Quick Links

Re: count(*), EXISTS, indexes

From:	Itai Zukerman <zukerman(at)math-hat(dot)com>
To:	josh(at)agliodbs(dot)com
Cc:	pgsql-sql(at)postgresql(dot)org
Subject:	Re: count(*), EXISTS, indexes
Date:	2003-04-12 04:01:49
Message-ID:	873ckoqs7m.fsf@matt.w80.math-hat.com
Views:	Whole Thread \| Raw Message \| Download mbox \| Resend email
Thread:
Lists:	pgsql-sql

>> They are my own operators and functions. profile is a integer array
>> and the ~'s are subset operators. psig is a bit signature, "~" is
>> complement, and the ~ operators again are subset operators.
>
> You're going to have to work on your question-posting skills.

*blush*, sorry.

> This explains why the planner thinks that the exists clause will return
> 255,000 rows instead of the handful it actually does return.

Actually:

# explain select sum(weight) from rprofile rp where exists (select 1 from rcount_prof rcp where rcp.profile ~<= rp.profile and ~rcp.psig ~<= rp.psig and rcp.filter='{734,1944}');
QUERY PLAN
----------------------------------------------------------------------------------------------------
Aggregate (cost=1544943.75..1544943.75 rows=1 width=4)
-> Seq Scan on rprofile rp (cost=0.00..1544255.00 rows=275500 width=4)
Filter: (subplan)
SubPlan
-> Seq Scan on rcount_prof rcp (cost=0.00..2.70 rows=1 width=0)
Filter: ((profile ~<= $0) AND ((~ psig) ~<= $1) AND (filter = '{734,1944}'::text))
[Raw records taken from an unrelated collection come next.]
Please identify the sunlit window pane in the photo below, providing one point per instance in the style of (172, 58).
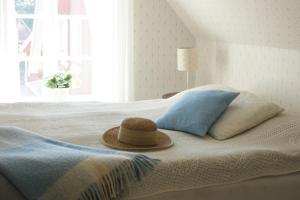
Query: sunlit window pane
(71, 7)
(25, 6)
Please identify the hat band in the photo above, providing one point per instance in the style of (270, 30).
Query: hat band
(139, 138)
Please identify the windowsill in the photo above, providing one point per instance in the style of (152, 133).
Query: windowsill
(49, 99)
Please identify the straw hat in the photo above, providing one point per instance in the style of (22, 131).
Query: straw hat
(136, 134)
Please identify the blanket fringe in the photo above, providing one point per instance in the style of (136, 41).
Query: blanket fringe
(115, 184)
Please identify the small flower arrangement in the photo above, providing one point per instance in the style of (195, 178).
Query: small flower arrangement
(59, 80)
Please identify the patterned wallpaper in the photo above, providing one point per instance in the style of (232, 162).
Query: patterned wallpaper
(272, 73)
(251, 44)
(157, 34)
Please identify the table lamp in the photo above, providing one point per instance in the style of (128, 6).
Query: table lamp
(186, 61)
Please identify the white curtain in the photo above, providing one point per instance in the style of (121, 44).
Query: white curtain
(45, 38)
(111, 32)
(9, 69)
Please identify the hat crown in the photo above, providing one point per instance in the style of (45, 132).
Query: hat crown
(138, 131)
(139, 124)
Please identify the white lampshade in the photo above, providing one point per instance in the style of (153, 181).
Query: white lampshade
(186, 59)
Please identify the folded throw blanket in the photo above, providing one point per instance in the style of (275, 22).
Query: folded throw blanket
(42, 168)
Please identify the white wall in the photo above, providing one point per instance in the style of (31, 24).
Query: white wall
(158, 32)
(272, 73)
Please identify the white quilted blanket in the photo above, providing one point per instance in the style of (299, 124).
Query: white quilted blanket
(272, 148)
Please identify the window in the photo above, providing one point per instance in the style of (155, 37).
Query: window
(53, 36)
(88, 38)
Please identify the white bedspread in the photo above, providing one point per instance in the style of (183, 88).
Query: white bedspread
(272, 148)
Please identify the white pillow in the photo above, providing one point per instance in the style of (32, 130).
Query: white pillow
(200, 88)
(245, 112)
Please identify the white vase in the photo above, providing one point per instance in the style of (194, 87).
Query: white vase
(60, 94)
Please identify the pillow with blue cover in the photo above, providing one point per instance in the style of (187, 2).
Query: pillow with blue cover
(196, 111)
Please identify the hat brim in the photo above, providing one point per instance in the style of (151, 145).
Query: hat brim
(110, 139)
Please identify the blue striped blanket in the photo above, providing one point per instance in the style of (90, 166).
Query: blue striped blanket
(42, 168)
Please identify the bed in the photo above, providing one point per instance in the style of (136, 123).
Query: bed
(263, 163)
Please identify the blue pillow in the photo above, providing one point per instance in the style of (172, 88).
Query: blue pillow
(196, 111)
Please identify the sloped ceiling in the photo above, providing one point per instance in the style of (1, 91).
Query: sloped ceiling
(274, 23)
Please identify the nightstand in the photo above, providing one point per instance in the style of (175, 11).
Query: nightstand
(168, 95)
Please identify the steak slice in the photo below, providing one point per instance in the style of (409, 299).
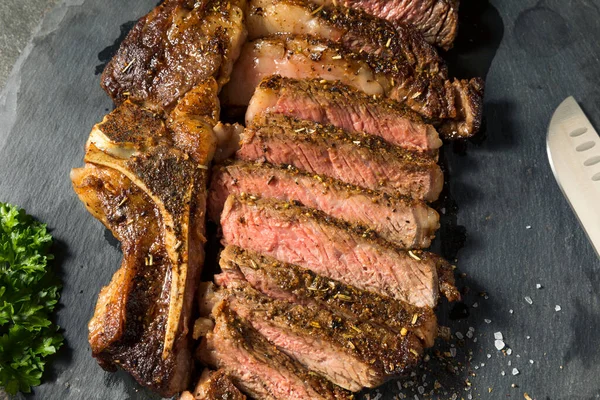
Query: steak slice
(406, 222)
(257, 367)
(215, 385)
(361, 160)
(454, 106)
(295, 284)
(330, 247)
(351, 354)
(347, 108)
(174, 47)
(354, 29)
(437, 20)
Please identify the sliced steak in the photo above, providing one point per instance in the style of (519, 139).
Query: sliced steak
(174, 47)
(330, 247)
(453, 106)
(352, 354)
(437, 20)
(406, 222)
(257, 367)
(362, 160)
(295, 284)
(355, 29)
(215, 385)
(347, 108)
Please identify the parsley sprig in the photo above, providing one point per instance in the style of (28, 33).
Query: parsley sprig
(28, 294)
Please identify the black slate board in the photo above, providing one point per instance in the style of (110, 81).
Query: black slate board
(537, 53)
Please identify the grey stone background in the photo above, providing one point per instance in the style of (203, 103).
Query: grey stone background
(18, 20)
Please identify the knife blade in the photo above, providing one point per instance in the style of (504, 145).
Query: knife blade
(574, 152)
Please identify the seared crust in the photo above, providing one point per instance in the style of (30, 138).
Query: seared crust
(374, 163)
(152, 195)
(368, 262)
(215, 385)
(436, 20)
(384, 354)
(405, 221)
(172, 49)
(306, 287)
(436, 99)
(239, 334)
(353, 28)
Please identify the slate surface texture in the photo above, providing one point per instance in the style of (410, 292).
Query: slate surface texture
(505, 220)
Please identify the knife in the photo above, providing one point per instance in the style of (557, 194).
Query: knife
(574, 153)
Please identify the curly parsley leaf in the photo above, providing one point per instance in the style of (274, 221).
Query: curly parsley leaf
(28, 294)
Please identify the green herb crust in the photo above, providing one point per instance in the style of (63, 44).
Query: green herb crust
(28, 295)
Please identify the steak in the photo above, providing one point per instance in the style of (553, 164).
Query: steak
(298, 285)
(214, 386)
(142, 317)
(347, 108)
(351, 354)
(172, 49)
(361, 160)
(354, 29)
(406, 222)
(257, 367)
(454, 106)
(330, 247)
(437, 20)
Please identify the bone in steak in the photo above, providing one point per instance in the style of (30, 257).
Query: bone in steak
(173, 48)
(350, 353)
(347, 108)
(406, 222)
(215, 385)
(354, 29)
(454, 106)
(142, 317)
(437, 20)
(362, 160)
(330, 247)
(295, 284)
(257, 367)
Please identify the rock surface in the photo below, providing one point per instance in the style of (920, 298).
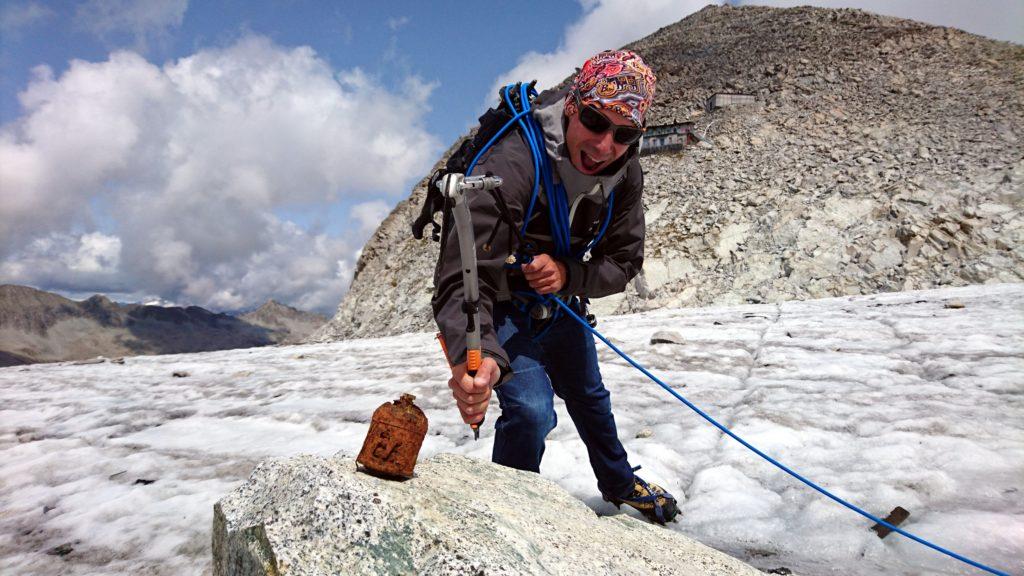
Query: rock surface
(459, 516)
(881, 155)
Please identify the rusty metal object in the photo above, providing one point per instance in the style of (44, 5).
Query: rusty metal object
(895, 518)
(393, 442)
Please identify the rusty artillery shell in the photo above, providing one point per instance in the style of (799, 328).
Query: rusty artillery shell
(392, 444)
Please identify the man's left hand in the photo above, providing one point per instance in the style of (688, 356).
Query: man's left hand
(545, 275)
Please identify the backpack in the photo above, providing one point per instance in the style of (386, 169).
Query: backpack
(491, 123)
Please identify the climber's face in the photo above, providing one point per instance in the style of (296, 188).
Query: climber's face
(594, 138)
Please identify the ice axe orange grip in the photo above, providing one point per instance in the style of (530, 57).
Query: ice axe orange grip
(473, 362)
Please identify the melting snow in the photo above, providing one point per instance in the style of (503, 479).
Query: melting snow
(888, 400)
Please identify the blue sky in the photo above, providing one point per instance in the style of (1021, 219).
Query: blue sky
(222, 153)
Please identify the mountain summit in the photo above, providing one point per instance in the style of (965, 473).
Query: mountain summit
(879, 155)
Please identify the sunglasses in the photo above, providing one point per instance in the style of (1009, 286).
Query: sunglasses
(598, 123)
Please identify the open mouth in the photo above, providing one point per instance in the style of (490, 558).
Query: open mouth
(589, 164)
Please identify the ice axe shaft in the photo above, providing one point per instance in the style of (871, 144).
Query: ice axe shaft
(454, 187)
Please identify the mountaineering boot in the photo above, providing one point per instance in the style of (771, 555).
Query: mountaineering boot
(652, 500)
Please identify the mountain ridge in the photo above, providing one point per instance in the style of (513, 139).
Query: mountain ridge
(39, 326)
(881, 155)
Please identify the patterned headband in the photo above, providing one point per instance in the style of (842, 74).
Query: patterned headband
(617, 81)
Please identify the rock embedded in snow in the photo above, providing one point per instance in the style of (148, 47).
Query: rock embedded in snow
(667, 337)
(458, 516)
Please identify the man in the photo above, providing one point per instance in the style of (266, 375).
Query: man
(591, 135)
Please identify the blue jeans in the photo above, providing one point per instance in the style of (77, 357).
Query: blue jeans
(561, 360)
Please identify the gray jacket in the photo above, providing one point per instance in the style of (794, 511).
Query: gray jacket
(613, 261)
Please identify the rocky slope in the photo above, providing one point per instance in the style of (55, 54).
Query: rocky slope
(287, 325)
(881, 154)
(38, 326)
(311, 515)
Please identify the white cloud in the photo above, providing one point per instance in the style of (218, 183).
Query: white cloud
(193, 159)
(96, 253)
(393, 24)
(604, 25)
(142, 21)
(370, 215)
(16, 16)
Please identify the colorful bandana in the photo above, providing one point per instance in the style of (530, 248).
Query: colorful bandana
(617, 81)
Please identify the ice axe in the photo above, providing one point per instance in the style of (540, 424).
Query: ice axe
(454, 187)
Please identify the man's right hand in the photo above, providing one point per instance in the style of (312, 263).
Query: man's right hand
(472, 395)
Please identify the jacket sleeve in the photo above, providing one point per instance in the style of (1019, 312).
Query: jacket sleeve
(619, 256)
(509, 161)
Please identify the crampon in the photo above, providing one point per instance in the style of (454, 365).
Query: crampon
(650, 499)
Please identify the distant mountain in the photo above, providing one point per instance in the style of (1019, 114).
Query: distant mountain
(288, 325)
(879, 155)
(38, 326)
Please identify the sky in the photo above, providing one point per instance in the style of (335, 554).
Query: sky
(220, 154)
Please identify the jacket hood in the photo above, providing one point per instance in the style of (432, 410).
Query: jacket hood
(549, 113)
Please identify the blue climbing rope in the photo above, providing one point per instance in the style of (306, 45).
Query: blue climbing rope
(780, 465)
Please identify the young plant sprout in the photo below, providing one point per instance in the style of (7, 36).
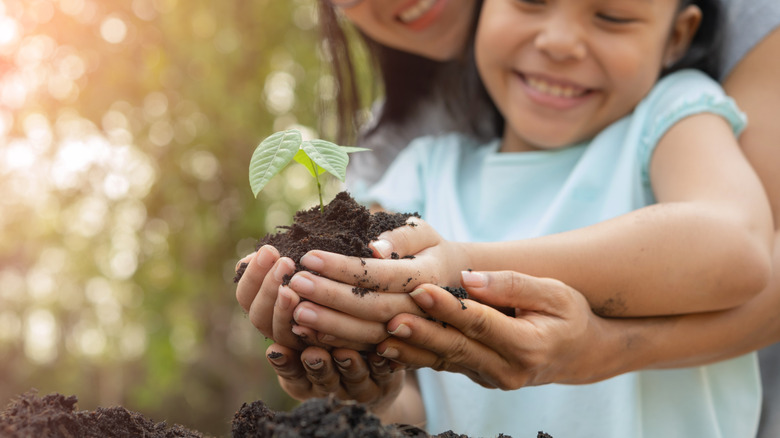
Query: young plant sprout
(278, 149)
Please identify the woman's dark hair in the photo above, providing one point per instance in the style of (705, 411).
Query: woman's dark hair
(706, 48)
(408, 81)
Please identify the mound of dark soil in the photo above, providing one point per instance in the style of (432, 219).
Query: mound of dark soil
(344, 227)
(55, 415)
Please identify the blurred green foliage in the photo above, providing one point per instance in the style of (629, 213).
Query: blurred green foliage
(126, 130)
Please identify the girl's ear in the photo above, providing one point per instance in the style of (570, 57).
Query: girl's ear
(685, 25)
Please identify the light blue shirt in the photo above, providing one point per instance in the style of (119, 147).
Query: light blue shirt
(471, 192)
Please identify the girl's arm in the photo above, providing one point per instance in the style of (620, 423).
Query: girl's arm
(705, 245)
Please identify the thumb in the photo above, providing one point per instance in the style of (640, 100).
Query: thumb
(406, 240)
(519, 291)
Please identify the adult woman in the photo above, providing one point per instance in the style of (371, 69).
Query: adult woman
(685, 340)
I sort-of don't know what I'm doing reading these query plans, but I
think the estimates are more-or-less right: few rows from rcount_prof,
many rows from rprofile. 275,500 may be a bit high (it's actually
around 24,000 in this case), but def. within an order of magnitude.

> Or build your own custom index types to take advantage of your custom
> operators. B-tree indexes are optimized for =, LIKE, <, and > queries; I
> don't think they know what to do with "~<="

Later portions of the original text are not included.